Diary

IRS Budget Cuts: The Good, The Bad, and the Ugly

Budget cuts to the IRS will be impacting citizens more drastically this year. The Taxpayer Advocate, Nina Olsen, painted a bleak picture for filing season and beyond in her annual report to Congress.

The Good:
— The number of audits will decline.

The Bad:
— Technology upgrades will be delayed, although the Commissioner, John Koskinen, is “reasonably confident — very confident” that upgrades needed to handle Obamacare related information has been successfully completed.

The Ugly:
— If you call, it is likely that only half of the estimated 100 million people will ever reach an IRS agent on the other end.

— Hold times will exceed 30 minutes or more.

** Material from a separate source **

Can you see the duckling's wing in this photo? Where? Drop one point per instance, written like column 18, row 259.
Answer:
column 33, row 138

— Low-income taxpayers will no longer receive assistance to fill out their tax return paperwork from the IRS.

— Processing a tax return filed by paper will ensure tax refunds will be delayed.

The option to leave a voicemail to request an appointment face-to-face at a local office has been removed, instead instructing taxpayers to “send an email” (though not everyone has email).

— The IRS is mandated to provide callers with the option to speak to a live person on its helplines, but would not even clarify to the Taxpayer Advocate which lines are designated helplines when calling in.

The IRS budget was reduced by nearly $350 million for this fiscal year. Commissioner Koskinen claims the “agency’s $10.9 billion budget is its lowest since 2008. When adjusted for inflation, the budget hasn’t been this low since 1998.” Employees may even face a two-day furlough. You almost feel bad for the guy. Almost.

Don’t forget, the IRS had requested a $1 billion increase in order to hire another 6,700 agents to assist with Obamacare compliance. That was on top of the already extra $1.5 billion the IRS budget had received in recent, prior years, along with 1,200 new agents.

To be sure, the IRS has kindly provided increased information on its website for taxpayers and tax preparers, including a section dedicated to Obamacare compliance, in an effort to cut down on phone calls. I’m sure that particularly helps all the people without ready access to the internet.

The bottom line seems to be: do not call the IRS anymore unless it is absolutely necessary.